I have just spent a week in Gateshead, a yeshivah town in the north of England, where my wife and I lived when we were first married and I was a student at the Gateshead Yeshivah. I remain eternally indebted to Gateshead for the outstanding Torah education I received there, and particularly for the encouragement I received to develop into an independent rabbi and halachist. Yet it was the first time since my departure for the rabbinate some 13 years ago that I'd spent more than the odd day there.
On the surface, very little has changed in Gateshead: the same spiritually-striving and hospitable Torah families hidden behind gloomy Coronation Street terraces; the same economic challenges. Yet the community has doubled in size since the early 90s, to 450 families, necessitating expansion into areas that were once exclusively Geordie; there is a greatly enhanced infrastructure including a community health centre (in our former home).
But the most significant news has been the appointment of Rabbi Shraga Faivel Zimmerman as town Rav, following the passing of the esteemed Rabbi Rakow. A brilliant, articulate and thoughtful American, he seems to have struck just the right balance between preserving Gateshead's conservative character and instigating changes vital for the community's development. These include modernising the education system by providing alternatives to long-term Torah study for adults and encouraging working families to settle and start businesses in Gateshead, fostering greater religious and social diversity and increasing local prosperity.
I was royally hosted by dear friends, sat in my former seat in the yeshivah for shacharit and enjoyed a visit to the colossal Lehmann's bookshop, where I picked up a couple of hard-to-come-by medieval commentaries on Rashi. I also had the privilege of private meetings with the Rav, the rosh yeshivah and the yeshivah's spiritual supervisor. Of course, much of this is nostalgia: it felt good to retrace familiar steps and to show the children where Daddy used to learn.

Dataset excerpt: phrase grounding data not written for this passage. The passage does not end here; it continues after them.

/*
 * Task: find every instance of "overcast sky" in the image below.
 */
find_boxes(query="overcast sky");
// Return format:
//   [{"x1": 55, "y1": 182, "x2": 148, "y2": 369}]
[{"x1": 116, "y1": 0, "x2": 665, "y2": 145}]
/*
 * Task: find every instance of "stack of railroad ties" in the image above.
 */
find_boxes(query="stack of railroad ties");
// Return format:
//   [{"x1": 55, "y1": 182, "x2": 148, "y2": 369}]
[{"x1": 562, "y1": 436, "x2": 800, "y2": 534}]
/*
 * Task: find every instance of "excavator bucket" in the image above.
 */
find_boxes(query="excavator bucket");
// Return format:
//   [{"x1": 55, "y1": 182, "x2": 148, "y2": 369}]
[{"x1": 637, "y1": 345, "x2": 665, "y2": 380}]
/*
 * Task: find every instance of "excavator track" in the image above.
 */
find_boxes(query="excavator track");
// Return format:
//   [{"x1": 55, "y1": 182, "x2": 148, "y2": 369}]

I was especially struck by the mature attitude of many of the people I met when confronted with someone (me) whose outlook and objectives differ considerably from theirs. I recall that this had always been my experience in Gateshead, especially at the yeshivah. When I joined in 1990, I was several years older than my classmates; they had strong backgrounds in Torah learning, I did not; whereas my wife and I had recently graduated from Oxford, most of them had no intention of attending university; they wore the sombre "yeshivah kit", and I was none too keen on the dress-code. But from the very first day, I was welcomed as a full member by staff and students alike.
Gateshead's community has doubled since the early 1990s
Those contrasts of 20 years ago are now more manifest. I spent the entire week in Gateshead working on my doctoral dissertation. It is well-known that the yeshivah world tends to view academic Jewish studies with distrust, and the potential holder of a "Rabbi Dr" moniker with suspicion. Yet everyone, without exception, from the people I met casually to the Rav, was interested in what I am doing, and genuinely enthusiastic about my achievements.
My experience was repeated in conversations with old friends, some of whom have children of the same ages as ours. I was asked a number of times what our eldest daughter Michali, who is now in school-year 11, will be doing next. Here, the differences could not be more pronounced: it is the norm in Gateshead for children to leave school after GCSEs to go to yeshivah or seminary, whereas Michali is choosing her A-level subjects in preparation for university. Again, the people with whom I spoke were supportive and encouraging, even though Michali's plans diverge so greatly from what they would consider appropriate for their children.
I think that this phenomenon reflects the fact that the Gateshead community contains many people who are not just thoroughly decent, but happy and secure with their own life-choices. I have noticed that unhappy and insecure people within our religious world feel a need to run down others in order to validate their own positions; those who are secure can celebrate the choices of others, even when they strongly disagree with them, without feeling threatened.
And while I am sure that that there are those in Gateshead who do not behave like this, I have realised that this is why I have continued to feel comfortable with the people there, despite the considerable gulf between our aspirations.
Thinking more broadly, this is a good working model for cross-communal cohesion. Even those individuals and communities with radically different styles and understandings of the world can peacefully co-exist, but this is unlikely to happen unless their leaders are happy and secure with their own identities, and make this manifest in the message they preach.
Regrettably, this is uncommon; in many places, religious life thrives on delegitimisation. Much rests on our ability to convey a sense of contentment and joy to our children and students.
I was encouraged by my visit to Gateshead: for all its pious insularity, it is a community of people who appear to be secure in their choices, something that can only contribute to harmony in an otherwise fragmented religious world.